Since becoming an Atheist 4 or 5 years ago or so (that story is for another blog post or 2), I have been able to find my purpose in this life, I have also been able to learn to cherish each and every day as much as I can. To cherish the important people in my life that matter to me and I know I matter to them. There is not time to waste on toxic people or relationships that just take from you. Parkinson’s disease is the same way. It is most definitely toxic to me but I am stuck with it, so rather than focus on the bad, I have started choosing to Live My Best Life Now, each and every day, the best I can. Do I get pissed off and complain and sometimes focus on negative things and so on? Of course. We all do but then again, I have to shake myself and refocus and do what I can to give my all to what I have in this life. Family will always be first. I am fortunate enough to to still be able to work and so I always give all that I can to my job and the people that work for me. I fail at that to but I get to start again everyday. Pretty cool eh? I also know that my job isn’t everything. As the saying goes, Nobody says on their death bed that they wished they had worked more. I will not be that guy. Work should always only be a means for me to live my life and life outside of work will always mean more to me, especially when my future and outlook will be different than many of you because of Parkinson’s.

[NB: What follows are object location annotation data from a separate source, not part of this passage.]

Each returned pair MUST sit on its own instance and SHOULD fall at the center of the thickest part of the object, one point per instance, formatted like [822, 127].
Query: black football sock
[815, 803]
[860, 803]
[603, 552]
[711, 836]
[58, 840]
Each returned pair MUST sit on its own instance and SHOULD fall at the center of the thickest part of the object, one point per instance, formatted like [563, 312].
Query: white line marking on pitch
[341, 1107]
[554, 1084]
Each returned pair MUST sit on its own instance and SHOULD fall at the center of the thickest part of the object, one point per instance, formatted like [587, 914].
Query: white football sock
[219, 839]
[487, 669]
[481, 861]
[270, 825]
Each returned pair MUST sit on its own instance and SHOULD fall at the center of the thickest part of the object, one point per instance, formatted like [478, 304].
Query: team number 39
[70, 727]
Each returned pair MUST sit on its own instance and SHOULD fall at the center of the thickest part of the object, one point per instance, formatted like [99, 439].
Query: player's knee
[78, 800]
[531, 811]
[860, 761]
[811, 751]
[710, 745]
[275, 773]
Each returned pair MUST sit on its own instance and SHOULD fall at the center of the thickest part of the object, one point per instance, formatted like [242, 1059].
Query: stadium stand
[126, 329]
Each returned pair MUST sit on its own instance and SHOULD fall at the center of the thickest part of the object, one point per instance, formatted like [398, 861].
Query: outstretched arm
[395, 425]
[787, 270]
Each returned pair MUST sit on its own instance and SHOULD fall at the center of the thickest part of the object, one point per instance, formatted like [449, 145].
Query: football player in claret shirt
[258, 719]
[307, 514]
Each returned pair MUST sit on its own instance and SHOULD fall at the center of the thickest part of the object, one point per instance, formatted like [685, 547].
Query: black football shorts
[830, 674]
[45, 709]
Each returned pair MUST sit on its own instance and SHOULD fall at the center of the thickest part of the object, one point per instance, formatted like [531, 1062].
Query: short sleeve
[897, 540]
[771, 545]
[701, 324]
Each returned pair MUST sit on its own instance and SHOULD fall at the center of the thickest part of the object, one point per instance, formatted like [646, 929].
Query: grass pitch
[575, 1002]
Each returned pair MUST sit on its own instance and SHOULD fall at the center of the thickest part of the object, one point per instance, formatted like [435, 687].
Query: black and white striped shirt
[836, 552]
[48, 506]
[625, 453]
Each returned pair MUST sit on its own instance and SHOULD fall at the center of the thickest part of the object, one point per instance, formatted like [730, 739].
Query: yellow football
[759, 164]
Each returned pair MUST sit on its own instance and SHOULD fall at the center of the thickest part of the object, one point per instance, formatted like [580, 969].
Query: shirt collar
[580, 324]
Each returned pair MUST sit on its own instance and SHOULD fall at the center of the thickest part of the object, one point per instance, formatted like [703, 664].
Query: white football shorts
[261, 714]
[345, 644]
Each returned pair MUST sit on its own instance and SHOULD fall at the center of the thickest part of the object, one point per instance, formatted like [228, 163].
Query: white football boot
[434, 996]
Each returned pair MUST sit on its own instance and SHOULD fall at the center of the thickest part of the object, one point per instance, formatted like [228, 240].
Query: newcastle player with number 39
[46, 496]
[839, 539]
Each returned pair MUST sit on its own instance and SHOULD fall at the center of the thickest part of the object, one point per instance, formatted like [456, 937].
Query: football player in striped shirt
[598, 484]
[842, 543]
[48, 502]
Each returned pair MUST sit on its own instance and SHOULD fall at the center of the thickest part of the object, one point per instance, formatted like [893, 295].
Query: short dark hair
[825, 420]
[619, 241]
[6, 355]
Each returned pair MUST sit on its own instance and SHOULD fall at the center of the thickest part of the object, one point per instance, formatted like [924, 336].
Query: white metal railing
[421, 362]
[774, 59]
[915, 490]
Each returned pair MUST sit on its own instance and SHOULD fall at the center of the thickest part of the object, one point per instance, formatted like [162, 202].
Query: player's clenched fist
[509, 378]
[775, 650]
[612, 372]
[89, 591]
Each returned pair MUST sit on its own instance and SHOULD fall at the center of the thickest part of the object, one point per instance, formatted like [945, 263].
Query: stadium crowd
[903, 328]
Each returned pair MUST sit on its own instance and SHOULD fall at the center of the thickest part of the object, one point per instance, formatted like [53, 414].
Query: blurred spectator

When I went to the surgeon, I didn’t really leave them many options in regards to replacing my knee. Typically, 51 is considered young to get knee replacement surgery, but as I explained to the surgeon, My 70 is going to look very different than the average person’s 70 years old. I told him straight up, I am walking around with a cane and in constant pain every day. I am tired of it. I want to Live my Best Life Now. He agreed and so I go under the knife tomorrow, December 15th 2021. While I am not thrilled about the recovery and so on, I do know it can’t be any worse than when I originally injured my leg and I know that with this surgery I am doing all I can to Live my Best Life Now.